てか、この世には暗殺者なんてものがいるのかよ。世界は広いな。
じゃねぇか。なんで僕が殺されなきゃいけないんだよ。
くそっ、情報量が多過ぎる。僕の高校生活はどうなってしまうんだ。
あ、そうだ。
とりま、自称暗殺者は僕はお前の存在に気づいてるぞ。っ的な牽制で睨みつけてやろう。
『なんでそうなるのよ』
と、思ったけど辞めた。
自称暗殺者が僕の前の席に座った。
背後から刺したろか?
そんな意味を込めて美しい背中を睨みつける。
すると、ビクッと体を強張らせた自称暗殺者。
『さ、殺気!何処から!?』
どうやら僕は、殺気を放つ事が出来るらしい。
『あまりきょろきょろしてはターゲットに疑われてしまう。けれど、このまま放置しておく訳にも……』
もし、僕が心を読めなかったなら、きょろきょろしたくらいで相手を疑う事は無かっただろう。いや、読めていてもその程度では気にならな……くもないな。どうしたんだろう?って心を覗くわ。

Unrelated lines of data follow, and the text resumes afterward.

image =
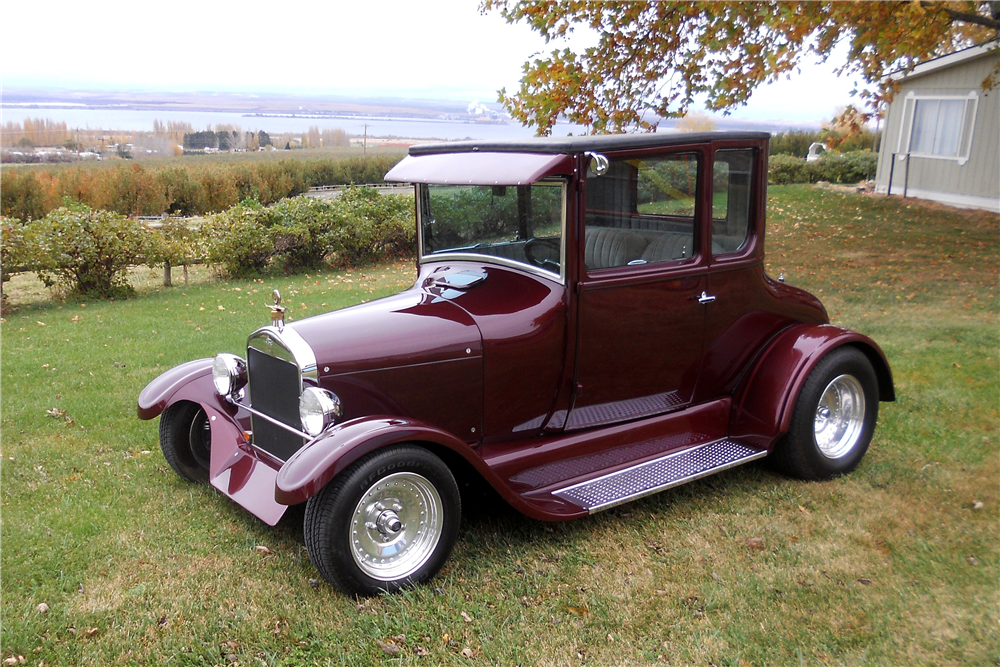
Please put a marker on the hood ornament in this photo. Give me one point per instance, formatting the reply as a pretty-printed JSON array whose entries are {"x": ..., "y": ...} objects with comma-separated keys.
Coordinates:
[{"x": 278, "y": 312}]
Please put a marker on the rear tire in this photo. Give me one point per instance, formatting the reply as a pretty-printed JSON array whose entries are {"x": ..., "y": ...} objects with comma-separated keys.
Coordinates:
[
  {"x": 387, "y": 522},
  {"x": 186, "y": 440},
  {"x": 834, "y": 418}
]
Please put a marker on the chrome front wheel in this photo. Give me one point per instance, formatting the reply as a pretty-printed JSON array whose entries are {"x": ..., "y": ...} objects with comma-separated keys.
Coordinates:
[
  {"x": 396, "y": 526},
  {"x": 834, "y": 418},
  {"x": 388, "y": 521}
]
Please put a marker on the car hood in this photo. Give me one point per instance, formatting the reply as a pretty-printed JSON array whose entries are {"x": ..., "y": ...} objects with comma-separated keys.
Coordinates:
[{"x": 412, "y": 327}]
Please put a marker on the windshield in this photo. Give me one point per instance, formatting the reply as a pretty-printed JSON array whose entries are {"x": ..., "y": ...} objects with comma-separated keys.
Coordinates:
[{"x": 520, "y": 224}]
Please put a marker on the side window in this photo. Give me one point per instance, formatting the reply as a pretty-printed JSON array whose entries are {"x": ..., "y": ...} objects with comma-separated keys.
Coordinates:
[
  {"x": 641, "y": 211},
  {"x": 731, "y": 182}
]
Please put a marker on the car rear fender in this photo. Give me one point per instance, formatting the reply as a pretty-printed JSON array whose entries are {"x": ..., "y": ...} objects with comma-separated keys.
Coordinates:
[
  {"x": 191, "y": 381},
  {"x": 765, "y": 399},
  {"x": 312, "y": 467}
]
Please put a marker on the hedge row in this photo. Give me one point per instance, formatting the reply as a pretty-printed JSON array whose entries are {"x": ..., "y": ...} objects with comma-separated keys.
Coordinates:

『情報によれば今回のターゲットも異能を使うとか。怪しまれては暗殺の確率が落ちてしまうかも知れませんし、ここは一旦気付かなかった事にしておきましょうか』
衝撃の事実。異能持ちは密かに暗殺されるらしい。
くそっ、ここは心が読める女子高生を売って道連れに……
『は?一人で死ね!』
くっ、辛辣過ぎる。語尾に!が付いてたぞ……。
『しかし、私は1番後ろの席を指定していたはずなのですが、どうしてターゲットの前なのでしょうか?』
もしかして、学校がグルなのか?
じゃあ、勇者や心が読める女子高生も……?
いや、態々殺す相手を集める必要はないよなぁ……。
てか、ここを受験したのは自分の意思なわけで……。
まあ、考えても仕方がないか。どうせわかんないし。それに、心を読めばわかるか。
『それにしても、見れば見るほど冴えない顔ね……』
は?
訳のわからないことをほざくのは隣に座る勇者様。
思わず視線を向けると、頬杖をつきながらこちらをガン見していた。
『あ、こっち見た』
あ、こっち見た。じゃぁねぇよ。いつまでこっちを見ているつもりだ。みせもんじゃねぇぞ?あ?このまま睨めっこ始めるぞ?ええのんか?
『ずっと見てくるけど、何か用かしら?』
ええ。その用があります。すごく文句が言いたいです。
『しょうがないわね。私から話し掛けてあげるわ』
「なに?」
「いや。何でもないです」
僕は前を向き直り、自称暗殺者の背中を眺める事にした。